Au contraire, la faiblesse politique du gouvernement et la dégradation générale de la société poussent le pouvoir à laisser les mains libres à sa police. Ainsi, le directeur général de la police a-t-il déclaré, face à la mobilisation des policiers s’opposant à la détention provisoire de leur collègue qui a laissé Hedi pour mort à Marseille : « Cela m’empêche de dormir, avant un procès, un policier n’a pas sa place en prison », encourageant la rébellion policière et son extension à d’autres villes du pays. En mai 2021, les trois quarts des dirigeants politiques, de Le Pen et Zemmour à Fabien Roussel et Olivier Faure en passant par le ministre de l’Intérieur en exercice, Darmanin, avaient apporté leur soutien à une manifestation de syndicats de police, devant l’Assemblée nationale, qui réclamaient un durcissement des lois et une plus grande sévérité de la justice.

Quant à réclamer « le désarmement de la police » comme le fait le NPA, c’est proprement ridicule. Car qui la désarmera ? Darmanin ? Macron ? C’est-à-dire ceux-là mêmes qui ne cessent de donner des gages aux policiers les plus réactionnaires et qui s’appuient sur l’appareil d’État bourgeois… Les seuls qui pourront un jour désarmer la police, ce sont les travailleurs quand ils seront eux-mêmes en armes et qu’ils se donneront les moyens de détruire l’appareil d’État de la bourgeoisie.

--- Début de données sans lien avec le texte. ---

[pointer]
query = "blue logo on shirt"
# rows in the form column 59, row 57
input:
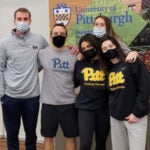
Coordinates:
column 57, row 63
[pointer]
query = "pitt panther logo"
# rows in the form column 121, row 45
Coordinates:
column 91, row 75
column 62, row 14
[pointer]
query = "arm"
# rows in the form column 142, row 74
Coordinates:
column 3, row 60
column 76, row 81
column 141, row 77
column 131, row 55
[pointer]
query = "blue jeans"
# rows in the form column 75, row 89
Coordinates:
column 15, row 109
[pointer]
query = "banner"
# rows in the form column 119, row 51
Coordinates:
column 78, row 16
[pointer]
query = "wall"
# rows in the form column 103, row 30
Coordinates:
column 40, row 24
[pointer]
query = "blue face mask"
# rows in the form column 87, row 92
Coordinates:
column 22, row 26
column 99, row 32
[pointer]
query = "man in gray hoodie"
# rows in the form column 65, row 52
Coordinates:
column 19, row 83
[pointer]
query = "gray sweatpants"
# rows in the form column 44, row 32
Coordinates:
column 128, row 136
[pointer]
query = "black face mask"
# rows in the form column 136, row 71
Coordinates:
column 59, row 41
column 89, row 54
column 111, row 53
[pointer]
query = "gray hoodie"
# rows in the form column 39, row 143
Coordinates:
column 18, row 64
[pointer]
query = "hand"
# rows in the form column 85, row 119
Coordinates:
column 132, row 56
column 132, row 118
column 80, row 56
column 74, row 50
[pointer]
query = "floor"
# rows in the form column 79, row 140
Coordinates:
column 3, row 145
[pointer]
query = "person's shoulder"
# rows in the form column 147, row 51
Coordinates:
column 6, row 38
column 45, row 50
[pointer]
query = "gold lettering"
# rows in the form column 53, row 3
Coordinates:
column 116, row 78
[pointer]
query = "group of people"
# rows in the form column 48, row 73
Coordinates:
column 113, row 87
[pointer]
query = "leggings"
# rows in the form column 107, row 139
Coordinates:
column 93, row 122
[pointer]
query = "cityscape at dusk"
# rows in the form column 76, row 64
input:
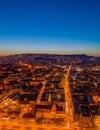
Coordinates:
column 50, row 26
column 50, row 65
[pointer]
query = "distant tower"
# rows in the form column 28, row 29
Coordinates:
column 54, row 108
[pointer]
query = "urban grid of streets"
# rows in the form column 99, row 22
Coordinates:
column 69, row 114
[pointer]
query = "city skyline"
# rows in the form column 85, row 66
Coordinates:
column 50, row 26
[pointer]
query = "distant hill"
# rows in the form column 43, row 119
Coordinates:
column 46, row 59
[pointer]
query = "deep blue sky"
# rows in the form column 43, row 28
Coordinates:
column 50, row 26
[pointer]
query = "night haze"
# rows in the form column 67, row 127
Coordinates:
column 50, row 26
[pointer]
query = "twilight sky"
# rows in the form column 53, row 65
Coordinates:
column 50, row 26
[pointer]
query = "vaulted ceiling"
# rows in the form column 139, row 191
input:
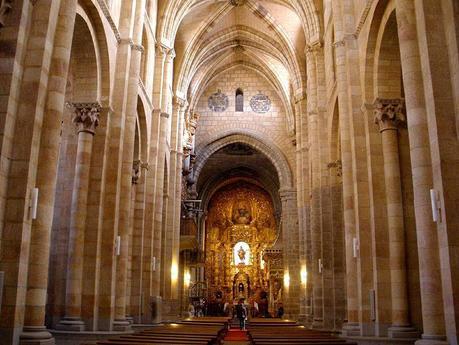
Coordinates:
column 212, row 36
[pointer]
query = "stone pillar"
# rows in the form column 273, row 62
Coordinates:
column 421, row 164
column 352, row 326
column 389, row 116
column 19, row 159
column 120, row 322
column 138, row 238
column 34, row 331
column 315, row 211
column 302, row 172
column 86, row 120
column 290, row 240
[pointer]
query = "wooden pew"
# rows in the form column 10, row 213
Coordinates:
column 177, row 333
column 271, row 332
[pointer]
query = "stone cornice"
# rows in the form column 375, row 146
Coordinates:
column 106, row 11
column 86, row 116
column 389, row 113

Et ils trouveront alors en travers de leur route tous les politiciens réformistes qui appellent aujourd’hui à manifester pour une réforme de la police et réclament une bonne justice « républicaine ». Il faut se rappeler comment Maurice Thorez, secrétaire général du PCF, aida de Gaulle et la bourgeoisie française, en 1944, à reconstruire son appareil d’État, c’est-à-dire son appareil de répression, en revendiquant « une seule police, une seule armée » pour dissoudre au plus vite les groupes armés issus des maquis et de la Résistance et redorer le blason de la police vichyste. Cette police dite « républicaine » fut envoyée en 1947-1948 contre les mineurs en grève par le socialiste Jules Moch. Moins de quinze ans plus tard, elle torturait dans les commissariats français les Algériens soupçonnés de soutenir le FLN, et en tua plusieurs centaines lors de la tragique « nuit noire » du 17 octobre 1961.

La police ne peut être autre chose qu’une bande d’hommes en armes destinée à défendre l’ordre social par tous les moyens, y compris les plus brutaux. Maintenir un ordre social injuste est un sale boulot qui ne peut être fait que salement. La seule voie de sortie est de militer pour renverser cet ordre social.